En fin de compte, une caricature de Trump, pour ou contre, cela revient au même: parler de lui. 

Mais les hommes forts ont le cuir très fin et ses supporters arrivent à obtenir des succès en déclenchant leur furie. 

Il est temps qu’on se réveille pour ne pas laisser la partie être gagnée par ceux qui crient le plus fort. 

Les dessins sont des prétextes, il faut s’inquiéter de ce que cela révèle. Au-delà d’eux, c’est le journalisme qui est visé par cette rage. 

Il faut que les rédactions soient préparées et gardent leur sang-froid.


AJOUT

Pierre Kroll : “Le métier de caricaturiste est en danger” sur le site de Courrier international.

LE SOIR: Sur la forme, que pensez-vous du dessin polémique ?

PIERRE KROLL: Je ne suis pas sûr qu’il soit antisémite mais il est sans doute maladroit. Il véhicule certaines images difficiles. 

Mais The New York Times l’a publié : à lui de l’assumer plutôt que de décider qu’il n’en publiera jamais plus d’autres. 

Il y a quelques années, on m’a demandé ce que je pensais d’un tifo (une banderole) des supporters du Standard où on voyait la tête décapitée de Defour [ancien capitaine du Standard passé à Anderlecht]. 

J’ai répondu que je n’aimais pas, que je trouvais ça très con et très lourd. On m’a alors demandé s’il fallait interdire ce genre de choses au stade… 

Non ! La liberté d’expression, elle vaut aussi pour les cons – parce que si on commence à déterminer qui a le droit à la liberté d’expression, il n’y a que les proches du régime en place qui l’auront.

Pour en revenir à la polémique qui nous occupe, je ne dis évidemment pas que le confrère qui a dessiné dans The New York Times est con, mais qu’il faut souffrir de ne pas apprécier un dessin sans les interdire tous et sans mettre tous les dessinateurs au ban. 

On peut dire calmement son désaccord avec un dessin, comme avec n’importe quelle opinion. Et s’il va trop loin, parce qu’il est vraiment raciste ou antisémite par exemple, il tombe alors sous le coup des lois en vigueur.

Votre métier est menacé ?

Oui, je crois que mon métier est menacé et qu’il pourrait même disparaître. Et je ne suis pas le seul à le penser. 
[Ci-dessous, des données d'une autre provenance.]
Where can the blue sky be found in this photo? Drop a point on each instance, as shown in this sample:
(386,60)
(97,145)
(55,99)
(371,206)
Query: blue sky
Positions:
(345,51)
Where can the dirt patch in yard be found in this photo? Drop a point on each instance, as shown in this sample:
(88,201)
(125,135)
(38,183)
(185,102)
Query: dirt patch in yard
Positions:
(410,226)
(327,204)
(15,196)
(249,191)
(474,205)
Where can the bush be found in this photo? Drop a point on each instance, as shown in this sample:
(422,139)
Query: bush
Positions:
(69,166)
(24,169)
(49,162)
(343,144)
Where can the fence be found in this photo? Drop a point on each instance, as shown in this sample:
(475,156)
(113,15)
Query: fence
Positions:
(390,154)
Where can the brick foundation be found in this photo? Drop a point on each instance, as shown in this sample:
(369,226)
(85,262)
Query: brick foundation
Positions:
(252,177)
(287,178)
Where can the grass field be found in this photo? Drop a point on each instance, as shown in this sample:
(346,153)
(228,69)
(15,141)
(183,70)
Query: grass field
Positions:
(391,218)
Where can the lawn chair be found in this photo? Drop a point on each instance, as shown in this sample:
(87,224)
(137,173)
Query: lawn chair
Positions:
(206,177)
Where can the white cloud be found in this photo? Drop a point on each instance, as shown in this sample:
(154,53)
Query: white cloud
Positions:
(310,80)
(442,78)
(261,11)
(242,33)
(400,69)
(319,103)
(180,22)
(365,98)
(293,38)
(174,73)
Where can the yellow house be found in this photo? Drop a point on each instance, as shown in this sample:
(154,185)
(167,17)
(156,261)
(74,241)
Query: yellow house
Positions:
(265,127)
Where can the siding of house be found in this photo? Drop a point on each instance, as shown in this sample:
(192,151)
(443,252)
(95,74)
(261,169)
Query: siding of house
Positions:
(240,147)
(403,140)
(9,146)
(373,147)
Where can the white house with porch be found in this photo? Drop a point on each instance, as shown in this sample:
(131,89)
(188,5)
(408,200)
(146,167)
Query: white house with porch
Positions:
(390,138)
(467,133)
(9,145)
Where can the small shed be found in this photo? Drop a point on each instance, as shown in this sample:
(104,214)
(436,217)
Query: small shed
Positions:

Quelles sont les deux fonctions d’un dessinateur dans un journal généraliste ? 

Un peu distraire, il ne faut pas en avoir honte. Et un peu éditorialiser. 

Les deux sont menacés. Les dessins d’humour sont en train de disparaître des journaux. 

Ça coûte de l’argent et on peut s’en passer. Et les dessinateurs éditorialistes sont sous pression. 

Tant qu’à prendre des risques sur le conflit israélo-palestinien, on se dit : autant laisser ça à un éditorialiste responsable, qui est plus sûr que le dessinateur de service. 

Et en même temps, il y a une vraie demande de la part du public : je vous ai cité le nombre de fans sur ma page Facebook.

Une mesure comme celle prise par The New York Times est-elle imaginable chez nous aussi, ou ça vous étonnerait quand même ?

Non, ça ne m’étonnerait pas. Pas par censure mais par lassitude face aux réactions trop nombreuses qui arrivent.